In the Muslim world, the term ‘third gender’ generally refers to the eunuch of Ottoman harems, but there are many other figures representing third gender persons in the Islamic context, varying across different countries and times, especially regarding the figure of what is more commonly known as the ‘effeminate man’: mukhannath in the Medinese period (Nawawy 1991); Ottoman köçek in the seventeenth century (Popescu-Judetz 1982: 48; Van Dobben 2008: 43); khawal in Egypt in the late eighteenth and early nineteenth centuries (Fortier, in this volume); khanīth in Oman (Wikan 1977, 1982); gūrdigan in Mauritania (Fortier 2019a); hijra in India (Nanda 1990; Lal 1999; Reddy 2005; Reddy and Nanda 2009; Jami 2005; Boisvert 2018; Fortier 2020a2); hijra, khusra or khwāja sirā in Pakistan (Frembgen 2011; Khan 2014, 2016; Nisar 2022); waria or transpuan in Indonesia (Kjaran and Naeimi, in this volume); and bacha birish in Afghanistan (De Lind van Wijngaarden and Rani 2011).
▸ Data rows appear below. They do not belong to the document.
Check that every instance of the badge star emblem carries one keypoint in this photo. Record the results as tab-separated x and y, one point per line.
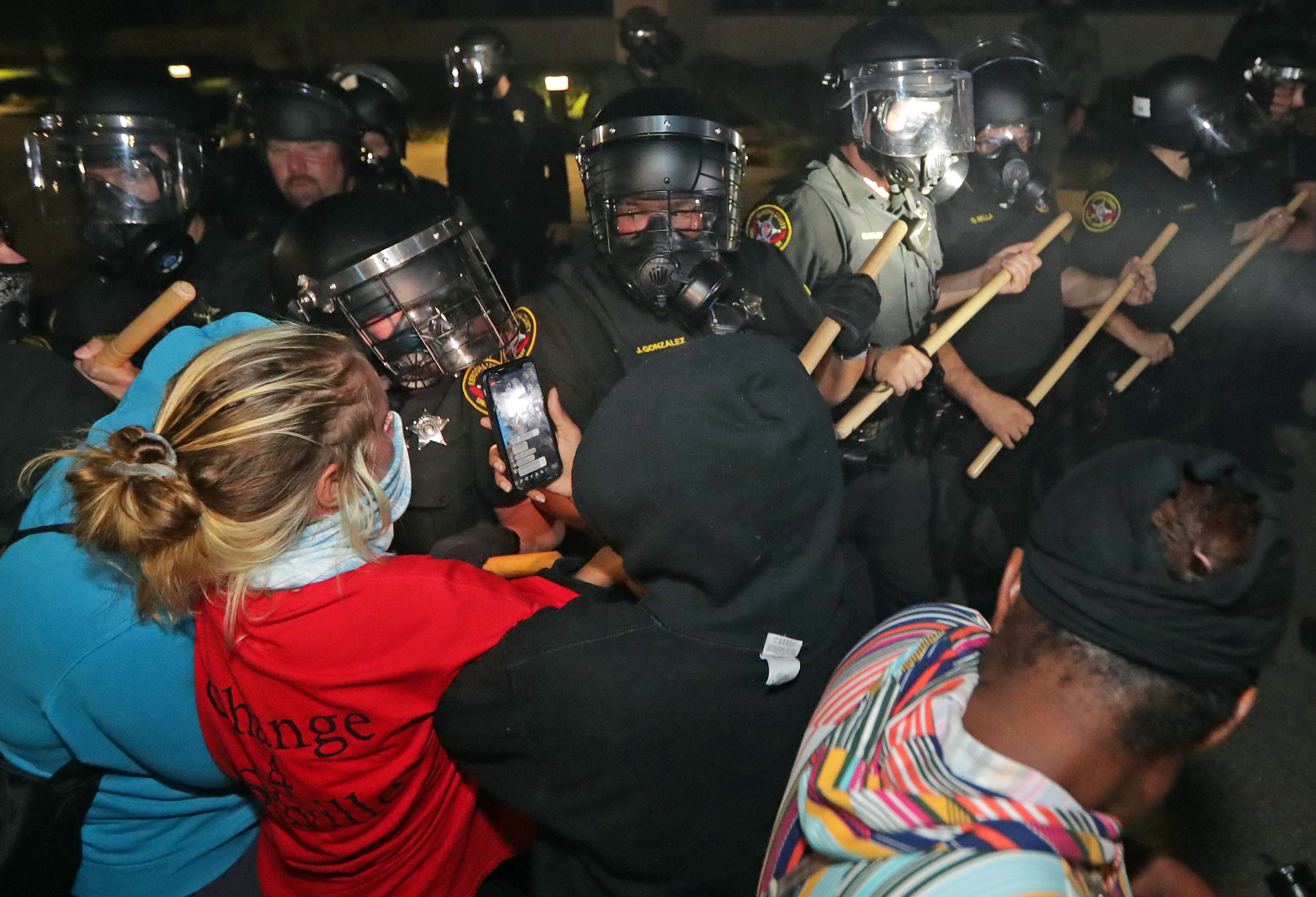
428	428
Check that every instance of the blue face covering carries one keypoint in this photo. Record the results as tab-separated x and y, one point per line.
324	551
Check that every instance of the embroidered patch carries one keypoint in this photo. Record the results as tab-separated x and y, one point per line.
769	224
522	345
1101	212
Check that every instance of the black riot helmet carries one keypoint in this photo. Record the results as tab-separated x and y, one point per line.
1011	83
378	98
295	110
478	61
1189	103
910	106
415	290
645	35
124	160
1274	60
662	178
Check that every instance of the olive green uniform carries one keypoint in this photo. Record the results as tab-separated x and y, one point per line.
827	220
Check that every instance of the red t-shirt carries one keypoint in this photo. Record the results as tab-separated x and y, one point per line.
324	709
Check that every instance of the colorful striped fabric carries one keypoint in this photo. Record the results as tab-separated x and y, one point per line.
874	809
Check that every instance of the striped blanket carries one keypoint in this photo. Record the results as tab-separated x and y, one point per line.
874	808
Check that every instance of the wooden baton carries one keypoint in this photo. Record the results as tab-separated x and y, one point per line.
830	330
1080	343
873	401
148	324
514	567
1210	293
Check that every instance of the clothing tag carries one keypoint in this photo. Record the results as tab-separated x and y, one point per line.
781	654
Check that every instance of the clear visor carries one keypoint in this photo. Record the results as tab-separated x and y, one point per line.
993	140
914	114
473	66
115	176
439	314
1230	126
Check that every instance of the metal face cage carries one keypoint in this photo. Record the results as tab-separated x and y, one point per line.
674	179
426	307
120	169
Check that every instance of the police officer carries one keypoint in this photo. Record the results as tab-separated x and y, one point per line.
124	162
415	291
1190	116
379	100
1073	49
662	187
507	160
901	151
303	144
1010	344
1277	70
653	57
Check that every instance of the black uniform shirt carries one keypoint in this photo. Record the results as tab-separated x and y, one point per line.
452	481
1128	212
586	335
1014	336
229	276
508	162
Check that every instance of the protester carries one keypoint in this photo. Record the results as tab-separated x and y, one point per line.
948	758
86	678
264	501
639	733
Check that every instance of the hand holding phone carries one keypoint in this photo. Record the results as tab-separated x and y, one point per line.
526	434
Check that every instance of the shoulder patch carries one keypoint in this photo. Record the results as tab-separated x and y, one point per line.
769	224
1101	212
522	347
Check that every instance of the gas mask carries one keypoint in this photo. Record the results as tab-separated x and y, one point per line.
664	199
128	182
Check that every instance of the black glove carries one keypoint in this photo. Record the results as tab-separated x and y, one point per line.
477	545
852	301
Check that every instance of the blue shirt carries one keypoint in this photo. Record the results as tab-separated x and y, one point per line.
82	676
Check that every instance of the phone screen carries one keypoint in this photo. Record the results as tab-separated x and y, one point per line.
526	432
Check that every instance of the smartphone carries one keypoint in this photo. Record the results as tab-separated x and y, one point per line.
522	424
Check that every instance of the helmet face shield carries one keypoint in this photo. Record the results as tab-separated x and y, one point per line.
114	169
426	307
664	195
914	108
1227	126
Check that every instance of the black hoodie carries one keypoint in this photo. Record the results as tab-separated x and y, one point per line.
641	736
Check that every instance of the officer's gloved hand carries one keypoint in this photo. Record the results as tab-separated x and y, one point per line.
478	545
852	301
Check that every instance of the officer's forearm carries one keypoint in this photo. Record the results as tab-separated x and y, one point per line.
962	382
837	378
1082	289
957	287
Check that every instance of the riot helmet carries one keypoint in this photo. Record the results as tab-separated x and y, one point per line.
478	61
645	35
124	161
1187	103
662	178
1011	82
911	107
379	102
415	290
1278	62
286	112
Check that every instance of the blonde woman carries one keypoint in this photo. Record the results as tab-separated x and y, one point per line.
262	501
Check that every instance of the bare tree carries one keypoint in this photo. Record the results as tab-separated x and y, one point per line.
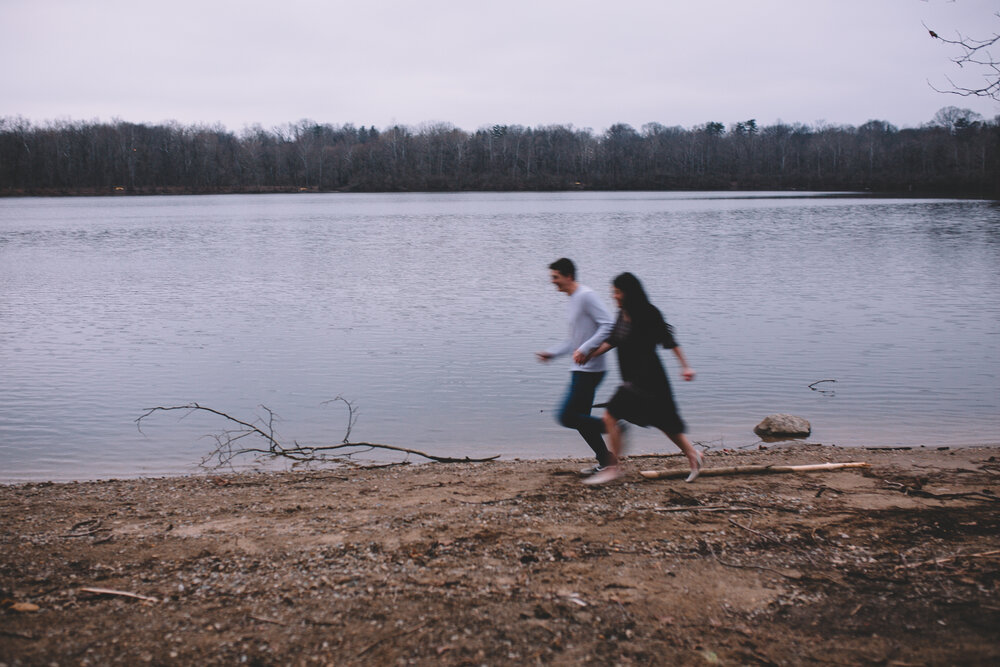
974	53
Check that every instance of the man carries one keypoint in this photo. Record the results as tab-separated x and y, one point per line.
589	325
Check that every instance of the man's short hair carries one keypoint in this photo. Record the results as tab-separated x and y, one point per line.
564	266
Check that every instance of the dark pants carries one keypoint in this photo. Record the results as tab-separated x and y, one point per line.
575	412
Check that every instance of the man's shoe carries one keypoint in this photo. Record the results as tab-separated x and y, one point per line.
696	470
609	474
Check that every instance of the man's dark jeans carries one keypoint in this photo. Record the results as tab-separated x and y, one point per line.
575	412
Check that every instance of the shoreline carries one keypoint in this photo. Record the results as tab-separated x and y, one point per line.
513	562
363	464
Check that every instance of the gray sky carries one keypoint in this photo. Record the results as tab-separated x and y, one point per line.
469	63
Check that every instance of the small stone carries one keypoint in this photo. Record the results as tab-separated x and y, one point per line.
783	425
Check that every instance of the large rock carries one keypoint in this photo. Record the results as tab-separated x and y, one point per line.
783	426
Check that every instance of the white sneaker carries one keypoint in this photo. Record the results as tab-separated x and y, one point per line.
608	474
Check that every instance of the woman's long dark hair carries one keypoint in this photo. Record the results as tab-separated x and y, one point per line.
646	318
635	301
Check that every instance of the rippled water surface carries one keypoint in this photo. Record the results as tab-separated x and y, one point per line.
425	311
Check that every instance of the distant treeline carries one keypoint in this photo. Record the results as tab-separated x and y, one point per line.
954	154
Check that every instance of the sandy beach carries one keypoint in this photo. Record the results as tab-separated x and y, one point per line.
514	562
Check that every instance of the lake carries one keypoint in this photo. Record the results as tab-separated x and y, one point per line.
425	310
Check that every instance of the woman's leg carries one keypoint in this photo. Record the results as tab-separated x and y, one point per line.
613	470
693	455
614	436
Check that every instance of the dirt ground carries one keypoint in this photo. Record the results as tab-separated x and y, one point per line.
514	563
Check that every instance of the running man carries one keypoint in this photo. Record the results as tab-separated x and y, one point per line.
589	325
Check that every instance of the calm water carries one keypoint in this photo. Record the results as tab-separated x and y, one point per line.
425	311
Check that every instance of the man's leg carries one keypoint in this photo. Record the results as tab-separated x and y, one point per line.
575	412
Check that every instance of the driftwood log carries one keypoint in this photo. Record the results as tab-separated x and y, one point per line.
752	470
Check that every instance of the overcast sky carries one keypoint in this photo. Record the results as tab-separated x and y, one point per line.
472	64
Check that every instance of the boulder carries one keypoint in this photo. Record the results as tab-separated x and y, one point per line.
788	426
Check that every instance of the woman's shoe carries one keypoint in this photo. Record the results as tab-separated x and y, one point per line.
696	470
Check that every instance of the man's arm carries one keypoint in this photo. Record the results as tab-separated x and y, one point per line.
686	371
596	311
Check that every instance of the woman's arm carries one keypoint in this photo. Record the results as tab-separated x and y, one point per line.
686	371
596	352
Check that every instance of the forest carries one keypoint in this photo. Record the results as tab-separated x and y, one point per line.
955	153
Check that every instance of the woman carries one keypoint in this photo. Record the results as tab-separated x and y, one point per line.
645	398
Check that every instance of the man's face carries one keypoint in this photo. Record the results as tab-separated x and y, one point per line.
561	282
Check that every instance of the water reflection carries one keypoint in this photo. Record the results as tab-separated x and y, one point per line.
425	310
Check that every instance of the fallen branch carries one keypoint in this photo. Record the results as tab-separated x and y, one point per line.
262	619
229	441
710	508
751	530
753	470
948	559
108	591
394	636
751	567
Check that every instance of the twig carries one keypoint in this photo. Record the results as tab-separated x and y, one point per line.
708	508
749	567
753	470
108	591
813	385
395	636
948	559
267	620
751	530
227	450
86	528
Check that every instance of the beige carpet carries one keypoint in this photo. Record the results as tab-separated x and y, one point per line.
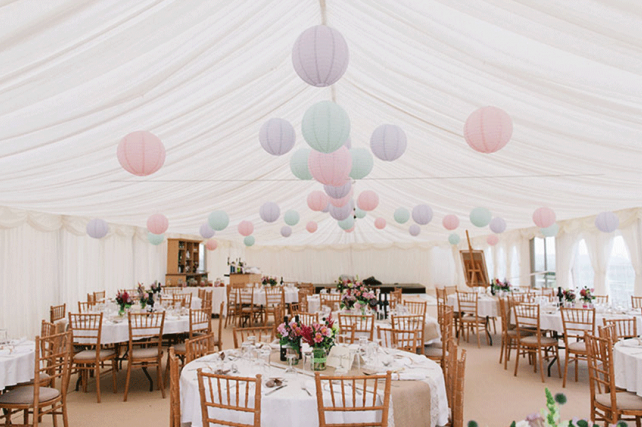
493	396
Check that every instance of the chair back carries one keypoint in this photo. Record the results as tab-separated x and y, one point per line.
342	395
222	393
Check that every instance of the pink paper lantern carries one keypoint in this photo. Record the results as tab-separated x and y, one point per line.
488	129
544	217
380	223
320	56
141	153
245	228
317	200
368	200
450	222
332	168
311	227
157	224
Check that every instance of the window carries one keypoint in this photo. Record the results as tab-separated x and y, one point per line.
543	262
620	275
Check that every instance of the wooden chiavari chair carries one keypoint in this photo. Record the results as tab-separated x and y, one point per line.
350	400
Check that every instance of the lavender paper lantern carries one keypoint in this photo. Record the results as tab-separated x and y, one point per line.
607	222
141	153
206	231
269	212
388	142
497	225
488	129
299	164
97	228
325	127
422	214
320	56
277	136
157	224
544	217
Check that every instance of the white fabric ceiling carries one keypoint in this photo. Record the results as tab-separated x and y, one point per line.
76	76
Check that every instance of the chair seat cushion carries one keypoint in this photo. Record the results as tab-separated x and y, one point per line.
24	395
624	399
91	354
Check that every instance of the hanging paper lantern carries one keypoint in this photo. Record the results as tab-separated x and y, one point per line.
331	169
206	231
368	200
155	239
269	212
286	231
141	153
362	163
480	217
218	220
299	164
454	239
498	225
550	231
402	215
450	222
347	223
488	129
338	192
422	214
157	224
325	127
245	228
492	239
211	244
97	228
320	56
388	142
311	227
317	200
607	222
277	136
544	217
380	223
291	217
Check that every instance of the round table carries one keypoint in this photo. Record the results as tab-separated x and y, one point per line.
286	407
17	361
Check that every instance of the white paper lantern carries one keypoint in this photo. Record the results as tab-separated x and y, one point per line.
320	56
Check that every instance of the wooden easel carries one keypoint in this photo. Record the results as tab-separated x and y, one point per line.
474	264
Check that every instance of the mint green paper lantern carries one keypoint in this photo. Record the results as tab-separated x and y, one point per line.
362	163
480	217
347	223
402	215
550	231
291	217
155	239
218	220
325	126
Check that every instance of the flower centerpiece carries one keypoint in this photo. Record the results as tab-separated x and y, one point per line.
289	334
321	337
354	294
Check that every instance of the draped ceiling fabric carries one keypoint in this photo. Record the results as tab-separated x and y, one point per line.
76	76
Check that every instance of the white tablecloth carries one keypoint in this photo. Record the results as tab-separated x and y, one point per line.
16	363
291	405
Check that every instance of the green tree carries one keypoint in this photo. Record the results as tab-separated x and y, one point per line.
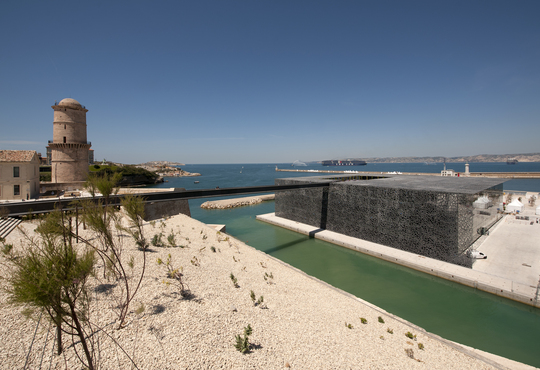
50	276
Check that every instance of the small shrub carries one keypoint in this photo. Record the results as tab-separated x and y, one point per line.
409	352
268	277
157	240
242	344
409	335
175	274
140	309
170	239
235	281
6	249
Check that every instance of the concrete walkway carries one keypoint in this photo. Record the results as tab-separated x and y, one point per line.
513	250
491	282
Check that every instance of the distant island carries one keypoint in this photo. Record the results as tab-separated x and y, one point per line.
166	169
531	157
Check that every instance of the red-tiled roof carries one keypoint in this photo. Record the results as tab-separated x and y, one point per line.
17	155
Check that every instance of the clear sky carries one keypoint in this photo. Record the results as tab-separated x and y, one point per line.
258	81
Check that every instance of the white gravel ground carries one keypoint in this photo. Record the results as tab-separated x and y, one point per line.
301	324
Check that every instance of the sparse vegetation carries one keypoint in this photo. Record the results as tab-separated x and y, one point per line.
269	278
170	239
242	344
175	274
410	335
409	352
50	277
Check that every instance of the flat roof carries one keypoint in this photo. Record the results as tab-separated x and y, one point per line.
446	184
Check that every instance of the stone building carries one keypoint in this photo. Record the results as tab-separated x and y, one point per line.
19	174
69	147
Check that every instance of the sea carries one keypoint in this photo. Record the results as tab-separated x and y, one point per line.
453	311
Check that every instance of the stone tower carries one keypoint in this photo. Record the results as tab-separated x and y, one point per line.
69	148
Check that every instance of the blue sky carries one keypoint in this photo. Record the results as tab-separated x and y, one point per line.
274	81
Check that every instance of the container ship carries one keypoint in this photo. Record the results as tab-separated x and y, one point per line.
347	162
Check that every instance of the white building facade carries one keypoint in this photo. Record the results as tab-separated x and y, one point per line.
19	174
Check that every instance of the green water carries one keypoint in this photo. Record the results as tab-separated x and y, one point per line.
453	311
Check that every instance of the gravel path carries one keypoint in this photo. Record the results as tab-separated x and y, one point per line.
301	323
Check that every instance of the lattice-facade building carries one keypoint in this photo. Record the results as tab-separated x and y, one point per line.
437	217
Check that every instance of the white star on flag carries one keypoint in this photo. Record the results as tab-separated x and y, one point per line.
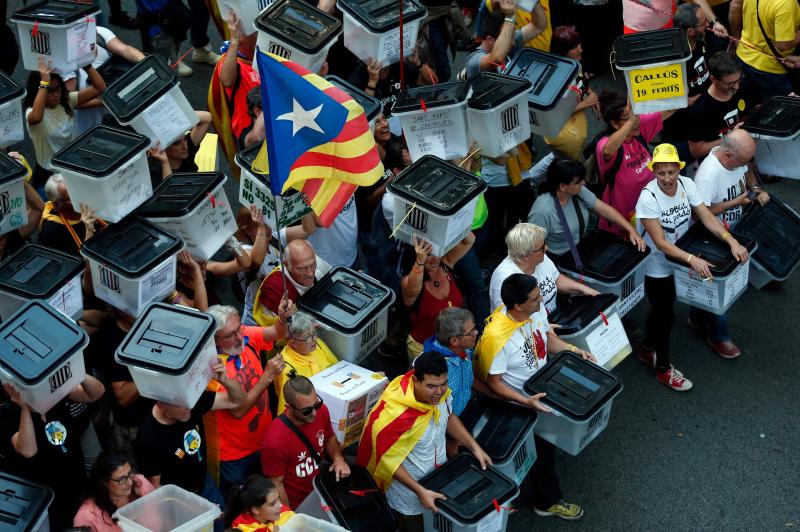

Within the limits of this article, I focus on some figures of third gender from different periods and countries in the Middle East.

The Recognition of Khunthā or Intersex in Islam

The Qur’ān provides clear assertation of sex difference as exemplified in the verses (Sura 92, verses 1–4): ‘That which created the male and the female’ (Arberry 1980: 595). Khalīl (1995: 453), the Sunnī jurist of the fourteenth century, wondered about the status of the hermaphrodite or khunthā in the last lines of his Compendium (Mukhtaṣar) which is a reference for Malīkī jurisprudence. As it is obvious that there is no ‘true hermaphrodite’ or people born with a physical body combining integrally both sexes, the term hermaphrodite is used here to translate the Islamic legal concept, because to speak of ‘intersex’ in such a context would be anachronistic, as this term is new and related to the West. What seems a problem for the Sunnī jurist is less the sexual ambiguity of a person but their gender ambiguity.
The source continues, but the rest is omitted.